Supplementary materials

QOL-ACD

Daily activity

1. How much were you able to accomplish your daily activity?

2. How often were you able to go out without help?

3. Were you able to take a half-hour walk?

4. Did you feel any difficulty walking even a short distance?

5. Were you able to walk up and down the stairs?

6. Were you able to take a bath by yourself?

Physical condition

7. How well did you feel?

8. Did you have a good appetite?

9. Did you enjoy your meals?

10. Did you experience any vomiting?

11. Did you lose any weight?

Psychological condition

12. Did you sleep well?

13. Were you able to devote yourself to (become enthusiastic about) something?

14. How well were you able to deal with your stress?

15. Did you feel you could not concentrate on something?

16. Did you get any encouragement from something/somebody you believe/trust (e.g., family, friends, religion, hobby)?

Social attitude

17. Did you worry about your disease?

18. Did you have any problem dealing with people outside your family?

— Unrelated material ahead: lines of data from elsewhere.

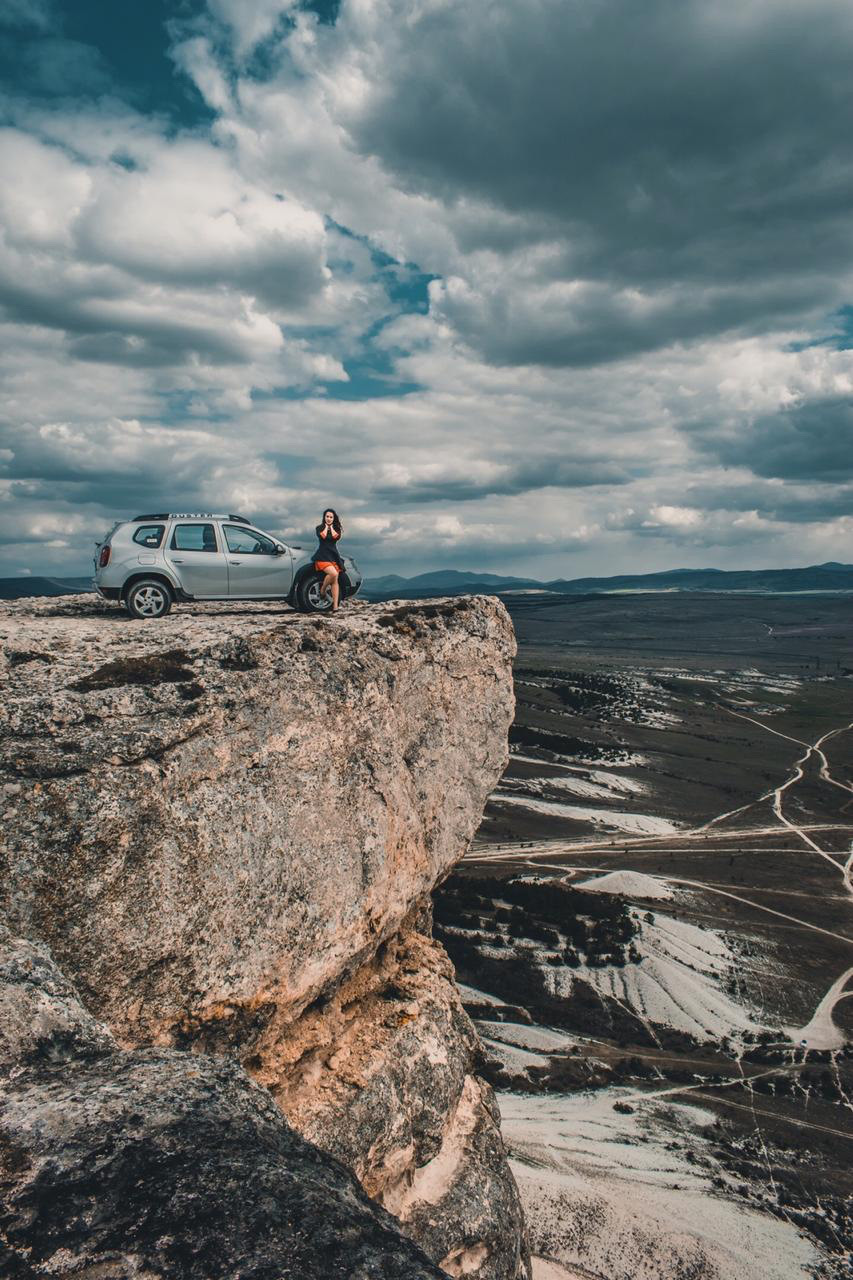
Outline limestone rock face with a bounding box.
[0,598,528,1280]
[0,936,442,1280]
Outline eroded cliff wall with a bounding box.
[0,598,526,1280]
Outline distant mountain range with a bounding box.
[0,561,853,600]
[0,573,95,600]
[361,561,853,600]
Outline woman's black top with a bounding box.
[314,525,343,566]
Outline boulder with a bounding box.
[0,598,528,1280]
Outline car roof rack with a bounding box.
[131,511,251,525]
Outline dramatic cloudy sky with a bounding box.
[0,0,853,577]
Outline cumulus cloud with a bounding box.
[0,0,853,576]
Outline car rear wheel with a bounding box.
[296,571,332,613]
[126,577,172,618]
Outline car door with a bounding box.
[222,521,293,600]
[165,521,228,600]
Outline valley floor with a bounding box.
[437,595,853,1280]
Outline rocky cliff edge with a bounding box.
[0,598,526,1280]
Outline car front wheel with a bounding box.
[126,579,172,618]
[296,572,332,613]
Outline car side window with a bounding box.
[223,525,275,556]
[169,525,219,552]
[133,525,165,547]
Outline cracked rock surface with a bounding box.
[0,931,442,1280]
[0,596,528,1280]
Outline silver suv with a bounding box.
[95,512,361,618]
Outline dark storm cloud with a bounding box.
[685,477,853,525]
[347,0,853,364]
[373,457,631,503]
[702,396,853,484]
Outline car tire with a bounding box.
[124,577,172,620]
[296,570,332,613]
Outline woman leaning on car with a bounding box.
[314,507,343,613]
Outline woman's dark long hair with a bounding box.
[314,507,343,538]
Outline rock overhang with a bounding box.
[0,596,515,1051]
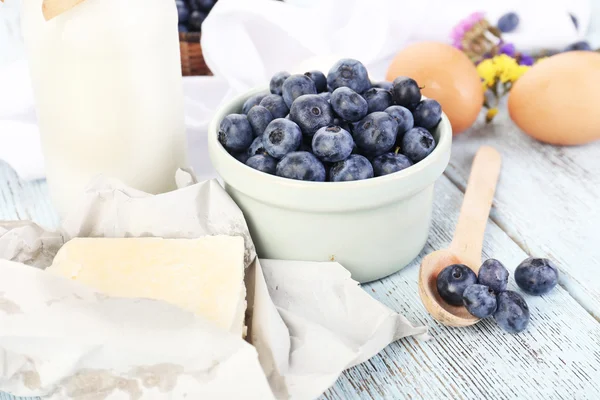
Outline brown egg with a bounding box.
[508,51,600,145]
[387,42,484,134]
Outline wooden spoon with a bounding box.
[419,146,502,326]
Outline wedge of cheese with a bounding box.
[47,235,246,336]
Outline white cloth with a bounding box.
[0,0,590,179]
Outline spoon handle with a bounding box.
[450,146,502,272]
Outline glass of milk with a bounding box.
[22,0,187,217]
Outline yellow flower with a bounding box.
[477,59,496,87]
[485,108,498,124]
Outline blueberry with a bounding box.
[392,76,421,110]
[246,135,267,157]
[565,40,592,51]
[569,14,579,29]
[402,127,435,163]
[276,151,325,182]
[269,71,290,96]
[281,75,317,108]
[218,114,254,152]
[494,290,529,333]
[329,87,369,122]
[354,111,398,157]
[413,99,442,129]
[242,93,266,114]
[373,153,412,176]
[329,154,373,182]
[248,105,274,136]
[373,81,392,91]
[304,71,327,93]
[327,58,371,93]
[188,11,208,32]
[246,154,277,175]
[312,126,354,162]
[319,92,331,101]
[385,106,415,135]
[263,118,302,159]
[260,94,290,118]
[463,285,497,318]
[515,257,558,296]
[290,94,333,136]
[496,12,519,33]
[437,264,477,306]
[363,88,393,113]
[175,1,190,25]
[477,258,510,293]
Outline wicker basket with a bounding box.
[179,32,212,76]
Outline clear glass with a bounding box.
[22,0,187,217]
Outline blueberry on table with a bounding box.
[248,105,275,136]
[477,258,510,293]
[402,127,435,163]
[391,76,422,110]
[269,71,290,96]
[413,99,442,129]
[260,94,290,118]
[463,284,496,318]
[494,290,529,333]
[312,126,354,162]
[329,87,369,122]
[327,58,371,93]
[175,0,190,23]
[496,12,519,33]
[354,111,398,157]
[281,75,317,108]
[242,93,266,114]
[290,94,333,136]
[188,11,208,32]
[263,118,302,159]
[276,151,325,182]
[246,154,277,175]
[304,71,327,93]
[385,106,415,139]
[515,257,558,296]
[217,114,254,152]
[373,153,412,176]
[373,81,392,91]
[436,264,477,306]
[329,154,373,182]
[246,135,267,157]
[363,88,393,113]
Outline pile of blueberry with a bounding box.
[175,0,217,32]
[218,59,442,182]
[437,257,558,333]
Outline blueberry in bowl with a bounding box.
[208,60,452,284]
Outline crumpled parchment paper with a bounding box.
[0,171,427,400]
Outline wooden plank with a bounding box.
[446,113,600,318]
[321,178,600,400]
[0,162,600,400]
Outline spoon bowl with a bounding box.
[419,146,502,327]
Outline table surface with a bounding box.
[0,110,600,400]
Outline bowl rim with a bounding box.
[208,85,452,211]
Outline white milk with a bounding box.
[22,0,186,216]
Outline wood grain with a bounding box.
[446,114,600,318]
[0,162,600,400]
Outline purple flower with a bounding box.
[450,12,483,49]
[519,54,534,66]
[498,43,516,57]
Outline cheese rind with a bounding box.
[47,235,246,336]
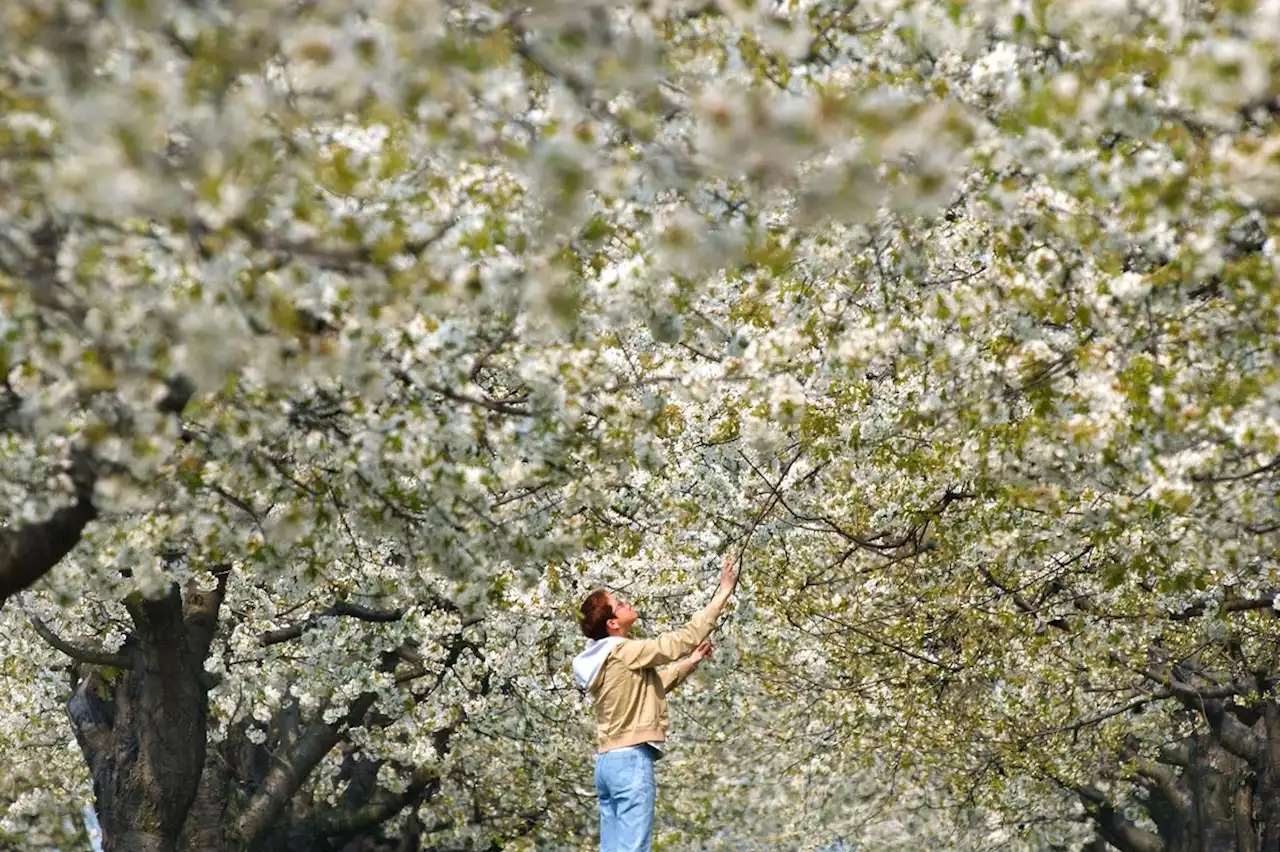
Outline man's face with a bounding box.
[609,592,640,633]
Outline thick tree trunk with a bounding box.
[1257,701,1280,852]
[68,587,216,852]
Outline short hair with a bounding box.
[581,588,613,638]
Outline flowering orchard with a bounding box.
[0,0,1280,852]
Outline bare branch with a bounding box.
[259,600,404,645]
[23,606,133,669]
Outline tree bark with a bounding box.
[68,586,209,852]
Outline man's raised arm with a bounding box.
[613,554,737,683]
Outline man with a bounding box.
[573,555,737,852]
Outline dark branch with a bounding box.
[259,600,404,645]
[0,487,97,606]
[1075,787,1165,852]
[27,609,133,669]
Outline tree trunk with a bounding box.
[68,586,209,852]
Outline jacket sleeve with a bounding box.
[613,609,716,670]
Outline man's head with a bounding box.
[581,588,639,640]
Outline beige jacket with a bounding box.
[573,609,716,752]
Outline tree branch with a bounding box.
[0,486,97,606]
[1075,787,1165,852]
[234,692,375,847]
[259,600,404,645]
[23,606,133,669]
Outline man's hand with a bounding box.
[719,553,737,597]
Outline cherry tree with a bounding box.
[0,0,1280,852]
[0,0,964,849]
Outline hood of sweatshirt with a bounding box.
[573,636,622,690]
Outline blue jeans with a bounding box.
[595,745,658,852]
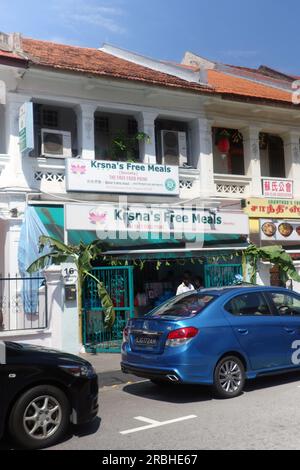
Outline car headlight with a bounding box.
[59,365,96,378]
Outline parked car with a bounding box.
[121,286,300,398]
[0,342,98,449]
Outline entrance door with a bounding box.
[204,264,242,287]
[83,266,134,352]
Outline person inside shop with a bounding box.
[194,276,204,290]
[176,271,195,295]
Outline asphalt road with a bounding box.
[0,372,300,450]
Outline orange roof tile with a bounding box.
[208,70,292,104]
[22,38,211,94]
[0,38,292,104]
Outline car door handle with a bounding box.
[238,328,249,335]
[285,328,296,334]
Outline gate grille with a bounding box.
[83,266,134,352]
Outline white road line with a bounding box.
[134,416,160,424]
[120,415,197,434]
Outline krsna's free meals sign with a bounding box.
[66,158,179,196]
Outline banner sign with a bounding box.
[262,178,293,199]
[65,204,249,239]
[19,101,34,154]
[66,158,179,196]
[244,198,300,219]
[260,219,300,242]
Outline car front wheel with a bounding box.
[214,356,245,398]
[8,385,70,449]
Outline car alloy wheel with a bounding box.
[23,395,62,439]
[8,385,71,449]
[219,361,242,393]
[214,356,245,398]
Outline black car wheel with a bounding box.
[8,385,70,449]
[214,356,245,398]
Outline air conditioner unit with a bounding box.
[41,129,72,158]
[161,131,187,166]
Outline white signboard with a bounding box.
[61,263,78,285]
[65,204,249,239]
[19,101,34,154]
[66,158,179,196]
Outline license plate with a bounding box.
[134,336,157,346]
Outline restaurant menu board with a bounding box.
[260,219,300,242]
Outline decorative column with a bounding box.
[240,126,262,197]
[190,118,215,198]
[76,104,97,160]
[44,265,80,354]
[5,93,31,187]
[136,111,158,163]
[282,131,300,196]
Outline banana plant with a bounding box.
[242,243,300,284]
[27,235,116,331]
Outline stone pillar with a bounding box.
[136,111,158,163]
[191,118,215,198]
[44,265,80,354]
[240,126,262,197]
[5,93,31,187]
[76,104,97,160]
[4,217,23,276]
[282,131,300,197]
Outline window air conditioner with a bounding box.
[41,129,72,158]
[161,131,187,166]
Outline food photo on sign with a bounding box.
[260,219,300,241]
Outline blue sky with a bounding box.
[0,0,300,75]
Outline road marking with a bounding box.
[120,415,197,434]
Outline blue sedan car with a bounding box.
[121,286,300,398]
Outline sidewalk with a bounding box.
[80,353,143,388]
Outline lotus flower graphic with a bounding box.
[71,163,86,175]
[89,210,107,225]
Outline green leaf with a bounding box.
[27,252,69,273]
[97,282,116,330]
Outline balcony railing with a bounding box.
[179,167,200,199]
[0,153,10,174]
[214,174,251,199]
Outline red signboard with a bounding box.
[262,178,293,199]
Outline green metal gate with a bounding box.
[83,266,134,352]
[204,264,242,287]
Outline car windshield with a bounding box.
[147,292,215,317]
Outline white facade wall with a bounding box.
[0,57,300,346]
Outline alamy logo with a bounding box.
[0,341,6,364]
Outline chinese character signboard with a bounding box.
[66,158,179,196]
[260,219,300,242]
[19,101,34,154]
[262,179,293,199]
[244,198,300,219]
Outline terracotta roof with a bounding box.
[22,38,211,90]
[0,50,27,63]
[208,70,292,104]
[0,38,292,105]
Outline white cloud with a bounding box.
[221,49,258,59]
[53,0,126,34]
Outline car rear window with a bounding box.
[147,293,215,317]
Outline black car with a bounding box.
[0,341,98,449]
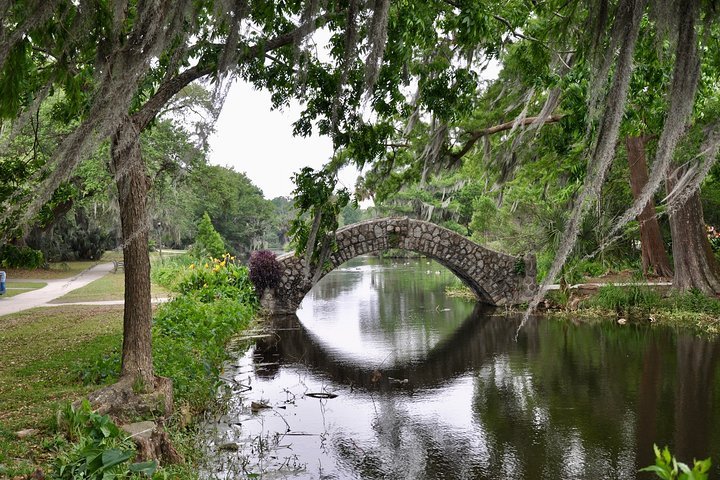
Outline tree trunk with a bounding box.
[625,136,673,277]
[111,118,155,391]
[666,168,720,295]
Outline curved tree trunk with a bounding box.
[111,118,155,391]
[666,169,720,295]
[625,136,673,277]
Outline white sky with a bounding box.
[210,81,366,199]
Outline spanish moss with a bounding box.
[365,0,390,94]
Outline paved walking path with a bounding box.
[0,262,148,315]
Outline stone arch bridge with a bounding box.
[261,217,537,315]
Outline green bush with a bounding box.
[52,400,157,480]
[153,254,258,409]
[640,445,712,480]
[78,254,258,410]
[589,285,663,310]
[0,244,45,269]
[191,212,225,258]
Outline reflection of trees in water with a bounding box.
[255,305,518,391]
[256,310,720,478]
[473,321,719,478]
[311,257,473,334]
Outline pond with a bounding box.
[203,257,720,479]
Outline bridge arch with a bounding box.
[262,217,536,315]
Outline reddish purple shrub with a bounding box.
[250,250,282,293]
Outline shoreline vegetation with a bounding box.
[0,255,258,479]
[0,255,720,479]
[445,283,720,336]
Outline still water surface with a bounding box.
[206,257,720,479]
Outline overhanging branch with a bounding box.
[451,114,564,160]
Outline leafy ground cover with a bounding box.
[0,256,257,478]
[0,306,122,477]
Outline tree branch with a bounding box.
[132,19,317,130]
[451,115,564,160]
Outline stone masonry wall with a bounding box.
[262,217,537,314]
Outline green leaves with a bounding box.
[640,445,712,480]
[289,167,350,266]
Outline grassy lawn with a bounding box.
[0,306,123,478]
[3,260,97,281]
[50,270,170,303]
[4,282,47,297]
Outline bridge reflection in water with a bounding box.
[205,258,720,479]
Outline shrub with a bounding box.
[640,445,712,480]
[250,250,282,293]
[590,285,662,310]
[0,244,45,269]
[53,400,157,480]
[192,212,225,258]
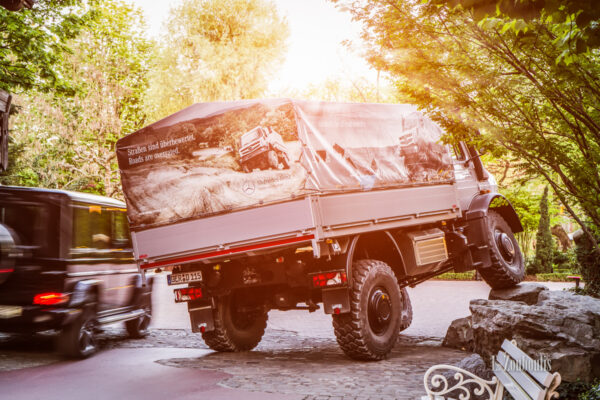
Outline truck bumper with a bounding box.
[0,306,81,333]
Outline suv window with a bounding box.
[0,203,56,256]
[73,204,130,252]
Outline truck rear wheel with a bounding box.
[479,211,525,289]
[202,294,267,352]
[333,260,403,360]
[399,288,412,332]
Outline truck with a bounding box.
[117,99,524,360]
[239,126,290,172]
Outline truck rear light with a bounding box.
[33,292,70,306]
[173,287,202,303]
[312,271,348,288]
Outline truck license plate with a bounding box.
[167,271,202,285]
[0,306,23,318]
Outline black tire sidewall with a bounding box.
[357,263,402,354]
[488,211,525,282]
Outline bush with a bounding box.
[533,186,554,273]
[535,272,571,282]
[574,232,600,297]
[579,381,600,400]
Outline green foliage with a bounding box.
[147,0,289,119]
[337,0,600,254]
[432,0,600,65]
[0,0,92,93]
[575,228,600,297]
[579,381,600,400]
[0,0,151,196]
[535,186,554,273]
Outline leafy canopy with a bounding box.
[143,0,289,122]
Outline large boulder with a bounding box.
[442,315,473,351]
[470,291,600,382]
[488,283,548,304]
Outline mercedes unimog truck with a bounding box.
[117,99,524,360]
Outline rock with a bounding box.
[442,316,473,351]
[470,290,600,382]
[489,283,548,304]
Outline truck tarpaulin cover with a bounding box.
[117,99,454,230]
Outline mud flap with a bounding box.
[188,304,215,333]
[467,210,492,268]
[322,288,350,314]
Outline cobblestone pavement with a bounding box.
[0,328,468,400]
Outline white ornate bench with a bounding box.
[421,340,560,400]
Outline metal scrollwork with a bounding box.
[423,364,498,400]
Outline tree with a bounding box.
[1,0,152,196]
[337,0,600,256]
[143,0,288,119]
[535,186,554,273]
[0,0,91,92]
[432,0,600,64]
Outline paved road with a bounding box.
[152,274,573,338]
[0,276,572,400]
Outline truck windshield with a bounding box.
[0,203,50,253]
[242,129,260,146]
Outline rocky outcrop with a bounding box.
[444,285,600,382]
[442,316,473,351]
[488,283,548,304]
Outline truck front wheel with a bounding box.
[479,211,525,289]
[202,294,267,352]
[333,260,403,360]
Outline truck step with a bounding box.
[97,310,144,325]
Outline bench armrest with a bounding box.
[423,364,503,400]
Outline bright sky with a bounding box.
[129,0,376,95]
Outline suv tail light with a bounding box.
[173,287,202,303]
[312,271,348,288]
[33,292,70,306]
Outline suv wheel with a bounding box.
[202,294,267,352]
[333,260,410,360]
[478,211,525,289]
[58,306,98,358]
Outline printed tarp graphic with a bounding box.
[117,99,454,230]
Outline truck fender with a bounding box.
[69,279,102,308]
[466,193,523,233]
[129,274,154,306]
[346,231,406,286]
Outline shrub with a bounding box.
[574,232,600,297]
[534,186,554,273]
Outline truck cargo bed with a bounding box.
[132,184,460,268]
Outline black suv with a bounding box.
[0,186,152,358]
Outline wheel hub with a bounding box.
[369,288,392,334]
[496,232,516,263]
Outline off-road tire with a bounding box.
[267,150,279,169]
[478,210,525,289]
[202,295,267,352]
[333,260,403,360]
[57,305,98,358]
[125,293,152,339]
[398,288,412,332]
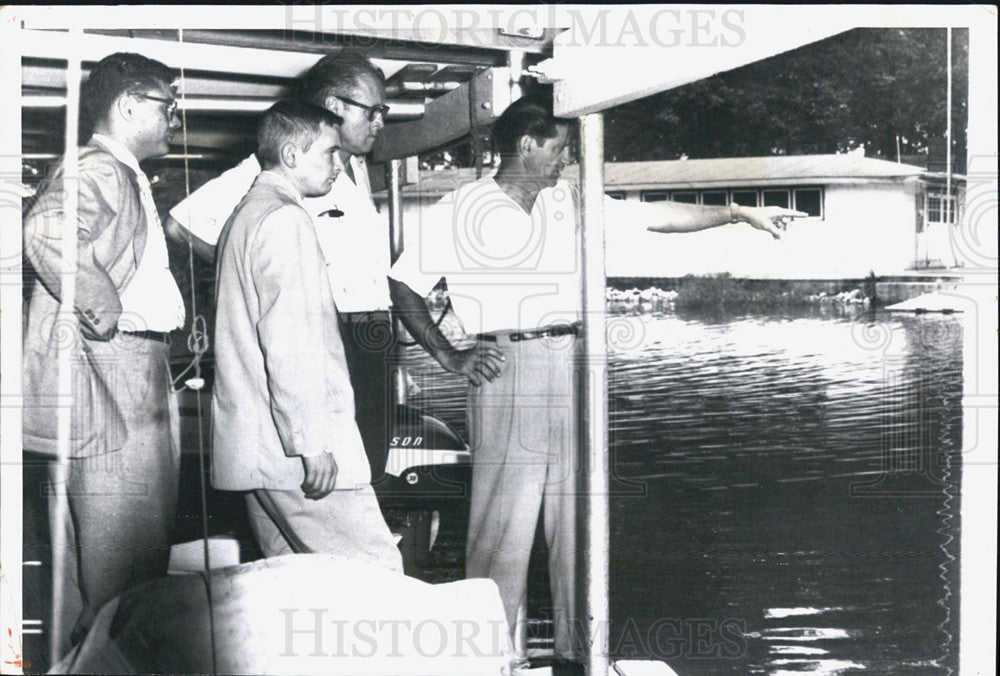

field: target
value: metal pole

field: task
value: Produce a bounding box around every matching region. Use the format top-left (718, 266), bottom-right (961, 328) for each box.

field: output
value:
top-left (0, 17), bottom-right (24, 674)
top-left (508, 49), bottom-right (524, 100)
top-left (580, 113), bottom-right (610, 676)
top-left (951, 13), bottom-right (1000, 674)
top-left (942, 28), bottom-right (958, 267)
top-left (385, 159), bottom-right (406, 404)
top-left (49, 28), bottom-right (83, 665)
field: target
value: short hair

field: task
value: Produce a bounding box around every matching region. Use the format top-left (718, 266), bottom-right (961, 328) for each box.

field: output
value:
top-left (493, 94), bottom-right (572, 157)
top-left (257, 99), bottom-right (343, 169)
top-left (80, 52), bottom-right (177, 128)
top-left (298, 50), bottom-right (385, 106)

19. Did you think your family was troubled by your getting treatment?

20. Do you worry about your social life in the future?

21. How much do you worry about your financial problems caused by your treatment?

Face scale

22. Please circle the number of the face that best fits your feelings in the past few days?

The daily activity score was calculated as the sum of items 1–6. Physical condition was calculated as the sum of items 7–11.